Идем теми же лестницами, переходами, налегке, только белье — поменять, полотенце. Весело, знаем — куда. А впереди тот же говорок:

— Ах вы, жулики, скучно без бани?

— Скучно, мать, оно и с баней — скучно, а все веселей…

— Ничего, сынок, скинешь с себя грязное, вымоешься, свежее наденешь, считай — и грехов поменьше. Чистому и грешить не захочется.

— Я, мать, в бане работал, всегда чистый, а где оказался?

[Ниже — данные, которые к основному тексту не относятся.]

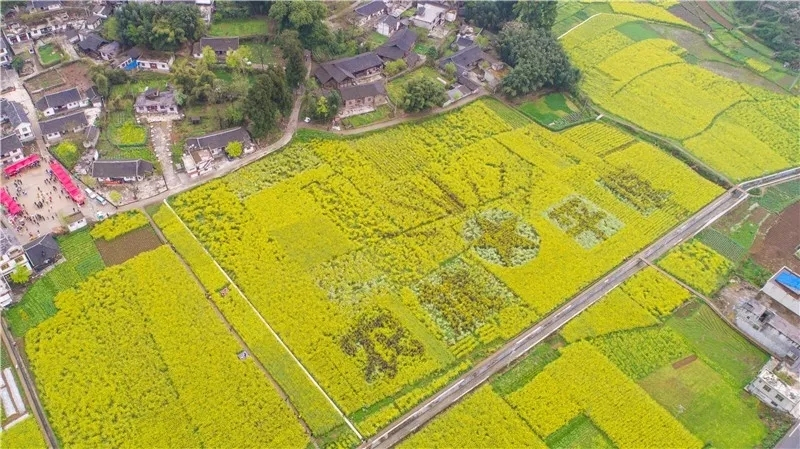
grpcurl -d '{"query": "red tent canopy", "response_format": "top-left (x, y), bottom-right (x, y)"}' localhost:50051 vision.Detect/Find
top-left (0, 189), bottom-right (22, 215)
top-left (50, 161), bottom-right (86, 204)
top-left (3, 154), bottom-right (39, 176)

— Ты не ту грязь смыливал, тут другая баня. Я гляну в вашу здешнюю квартиру, плакать за вас хочется.

— Что ж ты, мать, говорят, двадцать пять лет служишь — все плачешь, не привыкнешь?

— Плачу, сынок, двадцать пять лет слезы лью — за вас, окаянных, переживаю, жалею…

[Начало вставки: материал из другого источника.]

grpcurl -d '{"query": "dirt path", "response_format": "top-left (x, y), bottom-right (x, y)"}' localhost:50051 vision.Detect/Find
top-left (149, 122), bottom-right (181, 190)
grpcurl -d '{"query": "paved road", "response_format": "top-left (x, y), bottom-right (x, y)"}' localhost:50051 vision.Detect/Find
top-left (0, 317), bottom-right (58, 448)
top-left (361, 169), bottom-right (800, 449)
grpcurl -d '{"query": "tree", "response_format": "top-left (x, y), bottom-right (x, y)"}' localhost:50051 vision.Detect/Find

— Благодарим тебя, мать, как тебя услышим, больше бани радуемся…

Подошли, сгрудились, пропускают по одному… Вот и она, у двери… Лицо круглое, глаза — круглые, нос пуговкой, улыбается… В беретике, а надо б ей — платочек, телогрейка… Кто ж такая, неужто из хозобслуги?.. Нет, какая хозобслуга, когда двадцать пять лет тут — служба!

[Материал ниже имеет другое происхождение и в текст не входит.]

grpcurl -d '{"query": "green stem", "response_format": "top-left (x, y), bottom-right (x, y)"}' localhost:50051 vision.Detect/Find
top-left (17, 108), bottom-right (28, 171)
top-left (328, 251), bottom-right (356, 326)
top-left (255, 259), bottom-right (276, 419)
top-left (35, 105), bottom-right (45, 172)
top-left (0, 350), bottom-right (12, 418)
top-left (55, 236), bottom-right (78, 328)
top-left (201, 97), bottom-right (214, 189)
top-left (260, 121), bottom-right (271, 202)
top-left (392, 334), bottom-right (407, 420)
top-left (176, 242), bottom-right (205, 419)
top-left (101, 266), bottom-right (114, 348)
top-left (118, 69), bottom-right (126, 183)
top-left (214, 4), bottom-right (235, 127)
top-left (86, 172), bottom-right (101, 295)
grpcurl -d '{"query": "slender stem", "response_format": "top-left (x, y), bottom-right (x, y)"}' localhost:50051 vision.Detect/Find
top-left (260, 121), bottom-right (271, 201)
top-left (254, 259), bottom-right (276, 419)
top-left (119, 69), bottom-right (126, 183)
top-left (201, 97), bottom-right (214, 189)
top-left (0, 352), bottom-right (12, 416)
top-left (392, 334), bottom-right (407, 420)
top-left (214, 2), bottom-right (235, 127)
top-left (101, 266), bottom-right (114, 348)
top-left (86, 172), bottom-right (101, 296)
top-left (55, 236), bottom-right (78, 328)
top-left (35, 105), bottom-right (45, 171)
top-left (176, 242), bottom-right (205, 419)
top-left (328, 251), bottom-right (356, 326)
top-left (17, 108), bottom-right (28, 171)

— Кто такая? — спрашиваю Ивана, он рядом.

— В баню сопровождающая, ее вся тюрьма знает и она — всех. Андревна. Человек и в тюрьме может остаться человеком…

Та самая — моя первая баня! На спецу — выгородка, теснотища, а тут простор, красота! Изразцы, высокие потолки, парикмахерская… Значит, не только для вновь прибывших — и для общака! Гляжу: все расслабились, сняли напряжение — хотя бы подольше, хоть на час по забыть о камере!..

— Василий Трофимыч! А вы как тут оказались?

— Повезло. Судья заболел, отправили обратно — и прямо в баню. Мочалку дадите? Я без вещей, со сборки…

— О чем разговор! Ваш должник, Василий Трофимыч…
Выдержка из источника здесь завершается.